I wonder particularly about the Android/ChromeOS merger. One is geared towards content consumption, the other towards accessing the cloud - none towards offline content production. Seems to me that an important bit is missing in the equation here.

Troed Sangberg

Now we go visors! It's a brand new world all over again ;)

https://www.youtube.com/watch?v=7NYwbS7e9M0

Cheers Tomi

John A

Just read some news that Tizen are delayed again. So I guess it be Android, iOS, Windows Phone and Blackberry 10 in the smartphonemarket.
I think the others are to late and far behind as Sailfish/Jolla.

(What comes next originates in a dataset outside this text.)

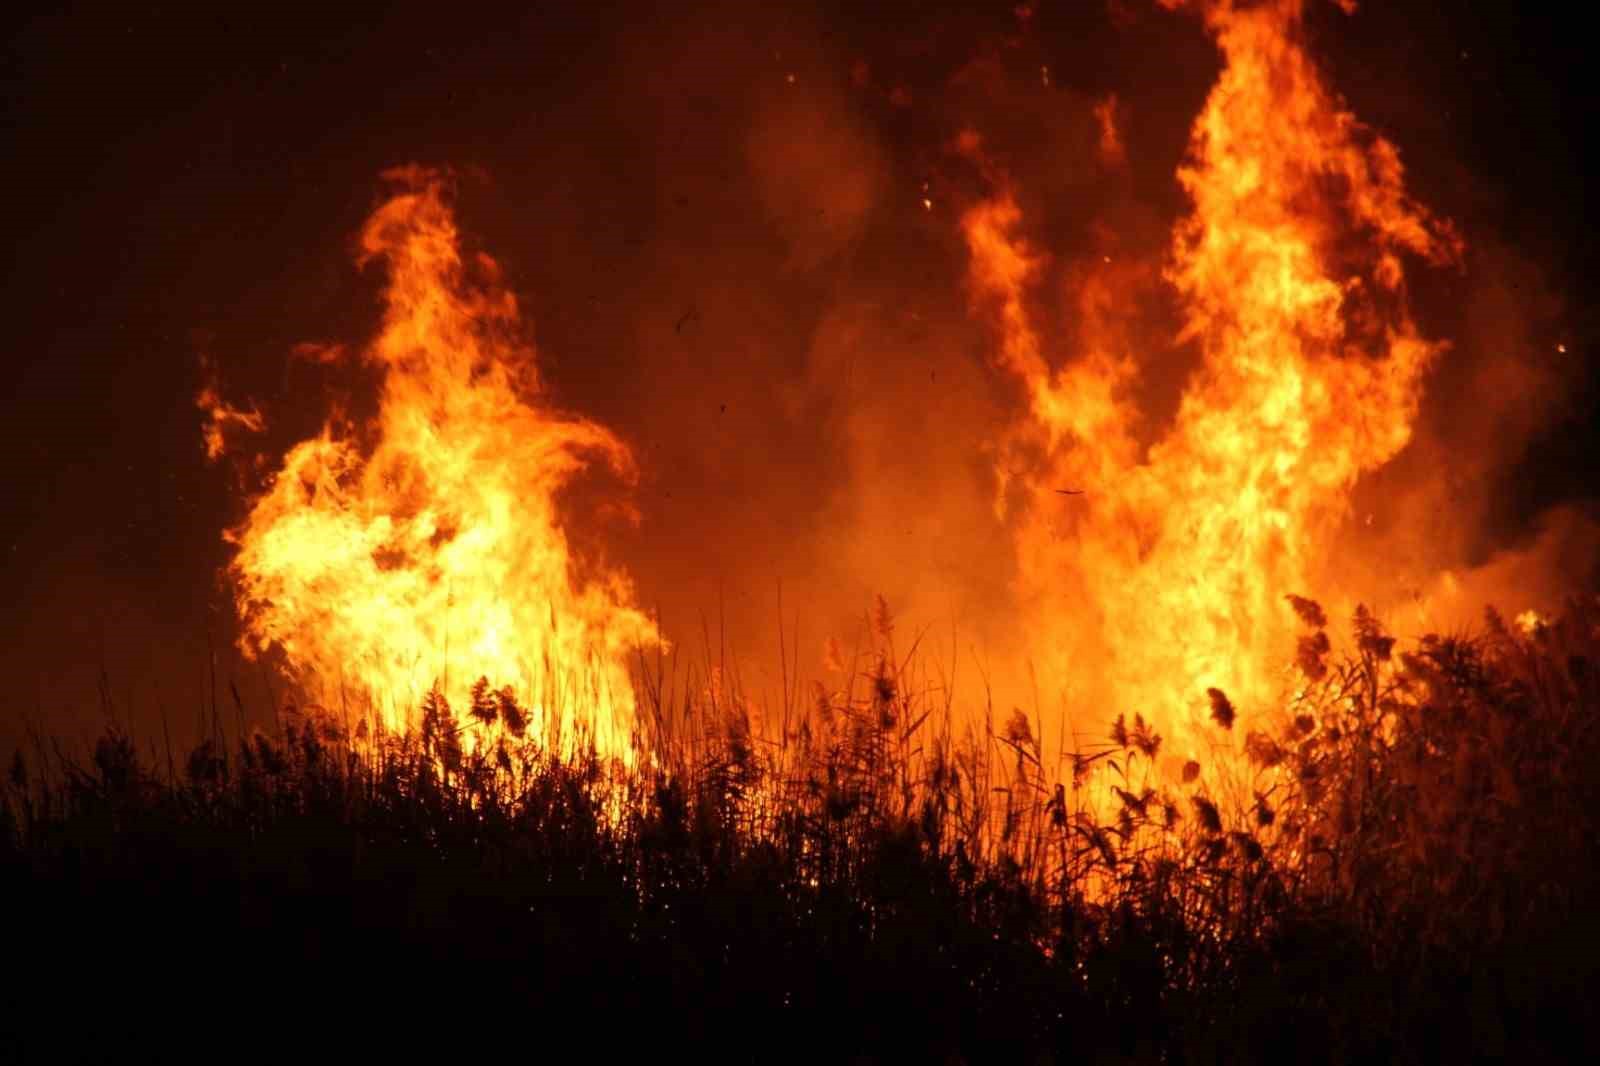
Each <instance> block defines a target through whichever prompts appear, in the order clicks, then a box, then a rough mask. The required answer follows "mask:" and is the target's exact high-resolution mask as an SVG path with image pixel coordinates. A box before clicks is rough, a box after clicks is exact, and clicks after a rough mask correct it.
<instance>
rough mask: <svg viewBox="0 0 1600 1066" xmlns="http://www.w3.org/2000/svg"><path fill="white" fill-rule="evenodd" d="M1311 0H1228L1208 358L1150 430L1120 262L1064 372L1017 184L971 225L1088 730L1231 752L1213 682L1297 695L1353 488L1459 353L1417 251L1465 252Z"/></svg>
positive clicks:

I am not sure if Microsoft will stay in the hardware business with Nokia in the long term (or with their own Surface brand). I think Nadella will go back to the "old way" with OEM.s making their hardware.

I have no idea if some of the new Windows Phone brands ever will take of. But if they do maybe they only keep the patent portfolio and shut down/sell the rest of Nokia hardware factories etc..

RottenApple

@John A

" keep the patent portfolio"

As I understand the deal, Microsoft hasn't bought any patents. They merely licensed them and they still belong to Nokia. So, great. They got lots of expensive patent licenses but no application for them...

abdul muis

Tomi,

You were right about BB. John Chen just said that BB WILL be survive, but won't be iconic again.